Originally published Saturday, November 19, 2005 at 12:00 AM
Ex-attorney who lied about abuse gets prison term
A disbarred Virginia lawyer has been sentenced to 37 months in prison after he falsely claimed to have been abused by a now-deceased Catholic...
PORTLAND — A disbarred Virginia lawyer has been sentenced to 37 months in prison after he falsely claimed to have been abused by a now-deceased Catholic priest.
Thomas E. Smolka, 57, attempted to defraud the Portland Archdiocese by claiming he had been abused as a child by the late Rev. Maurice Grammond in Oregon.

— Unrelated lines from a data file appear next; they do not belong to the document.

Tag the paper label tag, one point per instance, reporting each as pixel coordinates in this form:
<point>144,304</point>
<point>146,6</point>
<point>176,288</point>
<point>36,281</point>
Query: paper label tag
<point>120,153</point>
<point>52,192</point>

Grammond is accused of abusing more than 50 children in several Oregon parishes and is a focal point of lawsuits filed against the Catholic church.

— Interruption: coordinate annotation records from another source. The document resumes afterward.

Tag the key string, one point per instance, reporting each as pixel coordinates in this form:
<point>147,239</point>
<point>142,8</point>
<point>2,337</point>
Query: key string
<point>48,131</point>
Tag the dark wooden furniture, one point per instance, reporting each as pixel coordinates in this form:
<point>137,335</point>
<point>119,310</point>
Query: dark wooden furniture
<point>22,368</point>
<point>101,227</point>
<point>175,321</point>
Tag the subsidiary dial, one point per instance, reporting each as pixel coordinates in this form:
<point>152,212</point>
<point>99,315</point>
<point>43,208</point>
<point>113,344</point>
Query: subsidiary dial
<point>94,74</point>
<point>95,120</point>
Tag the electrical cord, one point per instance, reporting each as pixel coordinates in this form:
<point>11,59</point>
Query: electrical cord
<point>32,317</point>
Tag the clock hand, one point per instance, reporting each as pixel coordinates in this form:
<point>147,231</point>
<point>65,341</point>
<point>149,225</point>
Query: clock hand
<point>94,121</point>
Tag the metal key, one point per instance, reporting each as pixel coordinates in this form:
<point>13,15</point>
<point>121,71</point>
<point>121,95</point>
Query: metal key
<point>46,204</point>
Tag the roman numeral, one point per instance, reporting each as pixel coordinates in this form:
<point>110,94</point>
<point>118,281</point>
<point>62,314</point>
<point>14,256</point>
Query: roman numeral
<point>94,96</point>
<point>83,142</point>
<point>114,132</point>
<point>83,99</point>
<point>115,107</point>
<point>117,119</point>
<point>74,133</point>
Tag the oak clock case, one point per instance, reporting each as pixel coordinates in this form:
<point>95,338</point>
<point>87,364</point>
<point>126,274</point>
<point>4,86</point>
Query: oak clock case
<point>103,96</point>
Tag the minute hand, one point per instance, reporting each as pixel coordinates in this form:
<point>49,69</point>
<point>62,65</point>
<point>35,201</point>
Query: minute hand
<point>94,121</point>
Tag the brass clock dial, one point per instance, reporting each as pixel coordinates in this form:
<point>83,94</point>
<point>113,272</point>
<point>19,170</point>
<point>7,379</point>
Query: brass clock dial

Smolka, a former Virginia Beach lawyer, fled his home state after pleading guilty in Richmond to federal charges for having defrauded 17 clients out of at least $110,000 by taking retainers but failing to deliver legal services.

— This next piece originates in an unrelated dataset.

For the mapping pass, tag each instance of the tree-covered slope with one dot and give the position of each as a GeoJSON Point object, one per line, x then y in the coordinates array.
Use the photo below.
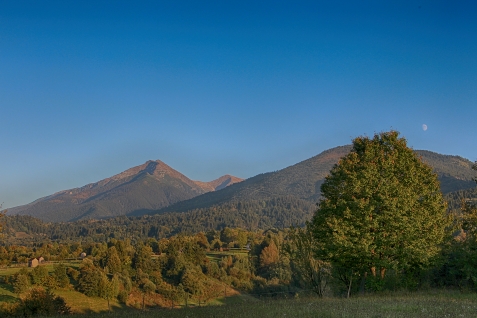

In September 2004, a judge in Virginia sentenced Smolka to 6 ½ years in prison for defrauding clients and their families. U.S. District Judge Robert E. Payne ordered Smolka to pay his victims nearly $130,000.
His Oregon sentence, handed down by U.S. District Judge Anna Brown, begins after the one in Virginia concludes, said Assistant U.S. Attorney Stephen Peifer.
Smolka is being held at the Federal Corrections Institute in Sheridan, Ore., Peifer said.
Peifer said Smolka fled to Oregon as a fugitive from Virginia.
While in Portland, Smolka met with attorney David Slader, who represents many of Grammond's victims, and claimed that he had been abused by Grammond, even though he had never lived in Oregon.
Slader said he learned of the fraud only when he received a call from the U.S. Attorney's Office in Portland.
"There is a special place in hell reserved for anyone who would masquerade as a victim of priest abuse," Slader told The Associated Press in 2004.
Smolka was convicted of killing his wife in 1993 in Florida, but the conviction was overturned on appeal after he spent 33 months in prison.
His wife, Betty Anne, disappeared in 1991 while the couple was traveling to Florida. She was found shot dead near their van after going to buy light bulbs.